Потом Петербургский митрополит Антоний, во внимание к его таланту и ученым трудам, сделал его своим викарием, епископом Нарвским. Все его за это назначение порицали, — и не без основания. В 1905 году Антонин самочинно выкинул из богослужения слово «самодержавнейшего» и стал писать в «Новом Времени» о конституционном соотношении законодательной, исполнительной и судебной власти как о подобии Божественной конституции во Святой Троице. Святейший Синод и особенно Обер-Прокурор возмутились, и Антонина уволили в заштат, в Сергиевскую Пустынь, с запрещением выезда за ее пределы. Эта репрессия его озлобила.

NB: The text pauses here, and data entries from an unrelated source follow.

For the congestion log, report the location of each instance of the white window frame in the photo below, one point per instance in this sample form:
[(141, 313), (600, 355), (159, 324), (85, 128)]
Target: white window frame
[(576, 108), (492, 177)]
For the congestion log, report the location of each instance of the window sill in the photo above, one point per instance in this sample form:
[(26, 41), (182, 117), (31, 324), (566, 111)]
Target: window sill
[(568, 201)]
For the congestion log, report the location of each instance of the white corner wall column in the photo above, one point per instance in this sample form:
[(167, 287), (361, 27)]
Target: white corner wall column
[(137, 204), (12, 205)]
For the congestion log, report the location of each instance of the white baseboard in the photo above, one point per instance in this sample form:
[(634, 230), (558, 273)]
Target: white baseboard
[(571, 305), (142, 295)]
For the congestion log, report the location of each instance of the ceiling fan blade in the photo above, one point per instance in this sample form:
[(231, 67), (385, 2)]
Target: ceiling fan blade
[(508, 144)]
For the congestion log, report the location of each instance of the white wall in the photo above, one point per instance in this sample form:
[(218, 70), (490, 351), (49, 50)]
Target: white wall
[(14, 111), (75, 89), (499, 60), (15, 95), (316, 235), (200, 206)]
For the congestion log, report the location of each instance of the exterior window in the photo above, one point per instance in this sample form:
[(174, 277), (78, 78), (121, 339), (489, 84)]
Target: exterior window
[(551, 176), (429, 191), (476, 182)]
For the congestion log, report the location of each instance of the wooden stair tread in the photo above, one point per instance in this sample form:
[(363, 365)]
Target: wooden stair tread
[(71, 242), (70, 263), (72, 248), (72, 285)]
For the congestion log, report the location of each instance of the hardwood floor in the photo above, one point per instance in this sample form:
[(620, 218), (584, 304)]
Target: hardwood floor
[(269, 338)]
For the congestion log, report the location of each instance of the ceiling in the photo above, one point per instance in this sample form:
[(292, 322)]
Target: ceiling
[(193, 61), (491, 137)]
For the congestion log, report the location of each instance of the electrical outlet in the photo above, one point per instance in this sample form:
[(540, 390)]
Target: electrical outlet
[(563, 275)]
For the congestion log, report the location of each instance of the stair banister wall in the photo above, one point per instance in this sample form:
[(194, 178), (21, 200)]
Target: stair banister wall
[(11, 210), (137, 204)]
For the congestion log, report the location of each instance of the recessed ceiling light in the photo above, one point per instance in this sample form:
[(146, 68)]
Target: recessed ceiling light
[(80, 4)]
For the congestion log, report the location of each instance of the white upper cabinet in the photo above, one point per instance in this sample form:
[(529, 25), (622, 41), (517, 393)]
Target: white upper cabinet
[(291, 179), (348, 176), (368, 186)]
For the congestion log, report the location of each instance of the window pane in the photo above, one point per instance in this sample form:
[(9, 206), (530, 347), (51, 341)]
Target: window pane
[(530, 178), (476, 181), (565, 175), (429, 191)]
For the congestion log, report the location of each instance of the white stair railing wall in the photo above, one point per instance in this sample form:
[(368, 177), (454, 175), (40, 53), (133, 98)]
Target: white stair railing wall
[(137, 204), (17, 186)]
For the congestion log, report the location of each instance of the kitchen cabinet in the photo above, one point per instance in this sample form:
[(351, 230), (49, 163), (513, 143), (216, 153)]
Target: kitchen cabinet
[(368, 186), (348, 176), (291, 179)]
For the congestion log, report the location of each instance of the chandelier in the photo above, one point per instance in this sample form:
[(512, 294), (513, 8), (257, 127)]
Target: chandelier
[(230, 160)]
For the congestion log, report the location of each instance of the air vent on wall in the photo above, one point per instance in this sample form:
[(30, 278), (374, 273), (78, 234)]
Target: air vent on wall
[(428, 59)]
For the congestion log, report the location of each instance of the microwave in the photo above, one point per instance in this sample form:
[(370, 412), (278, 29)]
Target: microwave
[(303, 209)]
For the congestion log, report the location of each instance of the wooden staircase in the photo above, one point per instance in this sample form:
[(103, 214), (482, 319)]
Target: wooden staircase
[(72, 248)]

Митрополит Антоний над ним сжалился: он снова появляется в Петербурге, а затем назначается епископом Владикавказским. Там он заболел белокровием. Мне, на Волынь, пришел указ — отправить в помощь больному моего викария, преосвященного Фаддея. Это было в конце февраля 1917 года, перед самым началом революции; преосвященный Фаддей едва смог добраться: на железных дорогах уже шли забастовки. Прямо с вокзала он приехал в собор, а после обедни направился к болящему епископу. Позавтракали. И вдруг — келейник с докладом:

— В приемной повесился священник…

Антонина по болезни уволили на покой в Богоявленский монастырь (в Москве). Во время Церковного Собора я его навестил. Он ходил в рваном подряснике, подчеркивал свое униженное заштатное положение и мне жаловался: «Меня забыли… меня все бросили…» Я узнал, что он иногда бродит по улицам Москвы и, как бездомный, валяется на скамейках перед монастырем. Когда у нас с ним зашла речь о митрополите Тихоне, нашем сослуживце по Холму, он высказывался против него. Потом митрополит Тихон мне говорил, что Антонин ничего слушать не хочет, что с ним не знаешь что и делать… Дальнейшее известно: Антонин порвал с Православной Церковью и возглавил какое-то объединение, именовавшее себя «церковью» (кажется, «церковью возрождения»); вскоре он скончался.